The FXR is a nuclear receptor that is physiologically activated by bile acids and is expressed at high levels in the liver and intestine13. A key regulator of bile acid production, conjugation and elimination13, FXR also modulates hepatic triglyceride and glucose metabolism14. Low levels of hepatic FXR have been reported in patients with NAFLD and are inversely associated with disease severity, suggesting a role in the pathogenesis of the disease15. A role for FXR agonism for the treatment of NASH has been demonstrated in clinical trials with obeticholic acid, a synthetically modified variant of the natural bile acid chenodeoxycholic acid16,17; several non-bile-acid FXR agonists are also in clinical development18.

Tropifexor is a selective, non-bile-acid FXR agonist that has shown high potency of target engagement and treatment efficacy in animal models of NASH19,20. Furthermore, in a first-in-human study in healthy volunteers, tropifexor at single doses up to 3,000 μg was safe and well-tolerated, with a pharmacokinetic (PK) profile suitable for once-daily dosing21. The non-bile-acid structure of tropifexor provides unique features, including an absence of enterohepatic circulation and a low potential for off-target activation of the cell surface G protein-coupled bile acid receptor 1, which differentiate it from bile-acid-based FXR agonists and alter the therapeutic index19,20,22,23.

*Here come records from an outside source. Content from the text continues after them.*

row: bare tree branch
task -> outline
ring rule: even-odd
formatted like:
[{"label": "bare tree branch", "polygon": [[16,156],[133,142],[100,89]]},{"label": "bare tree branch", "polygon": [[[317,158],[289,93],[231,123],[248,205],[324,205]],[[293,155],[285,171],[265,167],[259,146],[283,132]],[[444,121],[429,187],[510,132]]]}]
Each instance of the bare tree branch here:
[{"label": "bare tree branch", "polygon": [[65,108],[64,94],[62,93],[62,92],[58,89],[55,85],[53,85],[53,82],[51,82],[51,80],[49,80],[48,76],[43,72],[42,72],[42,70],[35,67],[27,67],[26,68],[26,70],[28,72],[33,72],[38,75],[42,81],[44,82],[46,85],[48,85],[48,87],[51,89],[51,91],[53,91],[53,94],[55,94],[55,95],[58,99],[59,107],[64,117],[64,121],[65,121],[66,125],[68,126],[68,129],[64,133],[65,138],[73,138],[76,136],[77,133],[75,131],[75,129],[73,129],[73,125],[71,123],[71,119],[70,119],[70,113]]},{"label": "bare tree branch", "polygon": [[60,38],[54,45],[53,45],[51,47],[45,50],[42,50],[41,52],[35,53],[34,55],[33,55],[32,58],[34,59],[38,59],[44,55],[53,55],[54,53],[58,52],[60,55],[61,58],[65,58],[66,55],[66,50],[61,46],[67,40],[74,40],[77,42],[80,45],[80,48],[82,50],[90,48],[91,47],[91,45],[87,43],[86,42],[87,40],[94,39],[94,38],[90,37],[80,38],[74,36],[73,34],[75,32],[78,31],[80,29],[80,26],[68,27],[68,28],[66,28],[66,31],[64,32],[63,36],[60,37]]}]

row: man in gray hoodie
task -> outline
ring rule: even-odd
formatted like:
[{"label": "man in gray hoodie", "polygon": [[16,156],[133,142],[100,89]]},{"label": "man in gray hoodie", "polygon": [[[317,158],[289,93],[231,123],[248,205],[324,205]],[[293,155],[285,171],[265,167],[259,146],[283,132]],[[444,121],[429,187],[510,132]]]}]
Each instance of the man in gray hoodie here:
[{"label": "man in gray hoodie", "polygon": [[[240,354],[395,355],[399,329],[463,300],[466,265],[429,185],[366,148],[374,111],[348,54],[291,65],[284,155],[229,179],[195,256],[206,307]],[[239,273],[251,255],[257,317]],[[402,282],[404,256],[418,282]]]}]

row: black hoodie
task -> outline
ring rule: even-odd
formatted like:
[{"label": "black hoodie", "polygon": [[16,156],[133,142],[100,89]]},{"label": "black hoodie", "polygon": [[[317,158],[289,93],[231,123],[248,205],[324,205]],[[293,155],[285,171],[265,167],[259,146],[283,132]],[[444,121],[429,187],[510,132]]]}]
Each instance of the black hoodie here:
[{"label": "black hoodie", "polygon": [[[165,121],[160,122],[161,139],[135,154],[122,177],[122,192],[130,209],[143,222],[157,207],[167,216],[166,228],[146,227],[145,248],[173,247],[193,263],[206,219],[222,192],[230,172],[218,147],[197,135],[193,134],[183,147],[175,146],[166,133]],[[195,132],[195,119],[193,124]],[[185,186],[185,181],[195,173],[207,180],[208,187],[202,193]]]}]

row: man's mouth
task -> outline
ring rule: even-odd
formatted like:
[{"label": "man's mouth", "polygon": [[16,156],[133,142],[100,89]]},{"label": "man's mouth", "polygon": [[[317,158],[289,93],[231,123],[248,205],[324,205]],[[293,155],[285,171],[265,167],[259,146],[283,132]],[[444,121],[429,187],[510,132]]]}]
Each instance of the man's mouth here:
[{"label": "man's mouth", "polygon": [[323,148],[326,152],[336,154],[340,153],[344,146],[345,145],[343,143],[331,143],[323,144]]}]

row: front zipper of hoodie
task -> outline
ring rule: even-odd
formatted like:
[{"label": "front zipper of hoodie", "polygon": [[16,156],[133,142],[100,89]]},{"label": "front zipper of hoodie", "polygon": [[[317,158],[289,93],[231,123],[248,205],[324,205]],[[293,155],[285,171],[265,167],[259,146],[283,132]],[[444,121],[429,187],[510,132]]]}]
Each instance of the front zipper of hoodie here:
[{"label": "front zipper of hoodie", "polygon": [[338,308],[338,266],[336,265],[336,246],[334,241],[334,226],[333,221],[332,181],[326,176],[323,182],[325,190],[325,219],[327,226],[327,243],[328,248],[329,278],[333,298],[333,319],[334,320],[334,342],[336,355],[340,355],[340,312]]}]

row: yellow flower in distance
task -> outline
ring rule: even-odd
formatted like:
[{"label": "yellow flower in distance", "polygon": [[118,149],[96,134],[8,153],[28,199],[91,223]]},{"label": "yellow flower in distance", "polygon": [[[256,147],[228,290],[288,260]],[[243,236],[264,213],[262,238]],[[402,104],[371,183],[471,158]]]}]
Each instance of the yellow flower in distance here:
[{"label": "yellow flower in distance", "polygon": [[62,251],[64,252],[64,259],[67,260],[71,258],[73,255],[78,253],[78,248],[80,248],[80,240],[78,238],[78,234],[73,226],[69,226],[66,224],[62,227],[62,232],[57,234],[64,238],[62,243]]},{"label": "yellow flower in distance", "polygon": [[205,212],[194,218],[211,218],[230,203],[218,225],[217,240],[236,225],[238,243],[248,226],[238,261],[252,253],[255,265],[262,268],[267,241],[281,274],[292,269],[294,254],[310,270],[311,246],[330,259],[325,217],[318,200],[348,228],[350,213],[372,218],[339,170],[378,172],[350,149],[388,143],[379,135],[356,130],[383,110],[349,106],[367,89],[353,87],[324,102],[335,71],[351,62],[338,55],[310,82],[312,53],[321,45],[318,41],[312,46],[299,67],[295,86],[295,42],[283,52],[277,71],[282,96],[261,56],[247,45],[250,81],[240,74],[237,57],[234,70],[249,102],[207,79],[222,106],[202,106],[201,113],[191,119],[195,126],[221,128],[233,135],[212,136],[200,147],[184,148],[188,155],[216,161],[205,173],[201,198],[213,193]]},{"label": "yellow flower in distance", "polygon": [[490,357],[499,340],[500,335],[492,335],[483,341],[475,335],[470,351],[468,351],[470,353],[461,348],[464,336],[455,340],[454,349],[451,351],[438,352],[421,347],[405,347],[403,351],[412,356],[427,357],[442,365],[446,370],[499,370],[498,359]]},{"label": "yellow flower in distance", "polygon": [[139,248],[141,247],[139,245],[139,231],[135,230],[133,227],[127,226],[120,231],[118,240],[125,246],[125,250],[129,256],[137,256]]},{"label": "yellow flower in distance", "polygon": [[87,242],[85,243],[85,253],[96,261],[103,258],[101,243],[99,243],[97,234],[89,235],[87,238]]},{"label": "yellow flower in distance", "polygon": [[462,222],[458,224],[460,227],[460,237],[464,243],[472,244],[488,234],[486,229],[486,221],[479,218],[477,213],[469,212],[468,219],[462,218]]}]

The results of FLIGHT-FXR, a phase 2 randomized, multicenter, double-blind, three-part study with adaptive design, are presented here. Safety, tolerability and efficacy of multiple, once-daily doses of tropifexor in patients with NASH versus placebo for 12 (Parts A and B) or 48 weeks (Part C) were examined. As per a planned analysis, data from Parts A and B have been pooled and expressed as ‘Parts A + B’ in this publication.

Results

Patient disposition and baseline demographics

Of the 411 patients screened, 198 (48.2%) were randomized in Parts A and B. In Part A, 77 patients were randomized to receive placebo (n = 16) or tropifexor 10 μg (n = 14), 30 μg (n = 16), 60 μg (n = 16) or 90 μg (n = 15). In Part B, 121 patients were randomized to receive placebo (n = 30), tropifexor 60 μg (n = 21) or tropifexor 90 μg (n = 70). Study design and number of patients per treatment group are shown in Extended Data Fig. 1. All patients in the tropifexor 10- and 30-μg groups completed treatment. Treatment discontinuation rates were higher in the tropifexor 90-μg (8 of 85; 9%) group versus placebo (1 of 46; 2%) and tropifexor 60-μg (1 of 37; 3%) groups. The primary reason for treatment discontinuation was participant decision in the placebo and tropifexor 60-μg groups and adverse events (AEs; n = 4), participant/guardian decision (n = 2) and physician decision (n = 2) in the tropifexor 90-μg group (Fig. 1a). A total of 780 patients were screened in Part C. Of these, 152 (19.5%) were randomized to receive placebo (n = 51), tropifexor 140 µg (n = 50) or tropifexor 200 µg (n = 51). The screen failure rate in Part C was greater than that in Parts A and B due to the additional requirement in Part C for adequate liver biopsy samples for evaluation by the central pathologist to confirm histologic evidence of NASH with fibrosis stage 2 or 3. No Part C patients were included based on phenotypic diagnosis of NASH alone. Treatment discontinuation rates were higher in the tropifexor 140-μg (24%) and 200-μg (27%) groups versus placebo (14%). AEs were the most common reason for treatment discontinuation in the tropifexor 140-μg (n = 5) and 200-μg (n = 9) groups compared with placebo (n = 2), followed by participant/guardian decision (tropifexor 140 μg: n = 5; tropifexor 200 μg: n = 4; placebo: n = 3; Fig. 1b). No patient in any study part discontinued treatment due to noncompliance with study treatment or protocol deviation.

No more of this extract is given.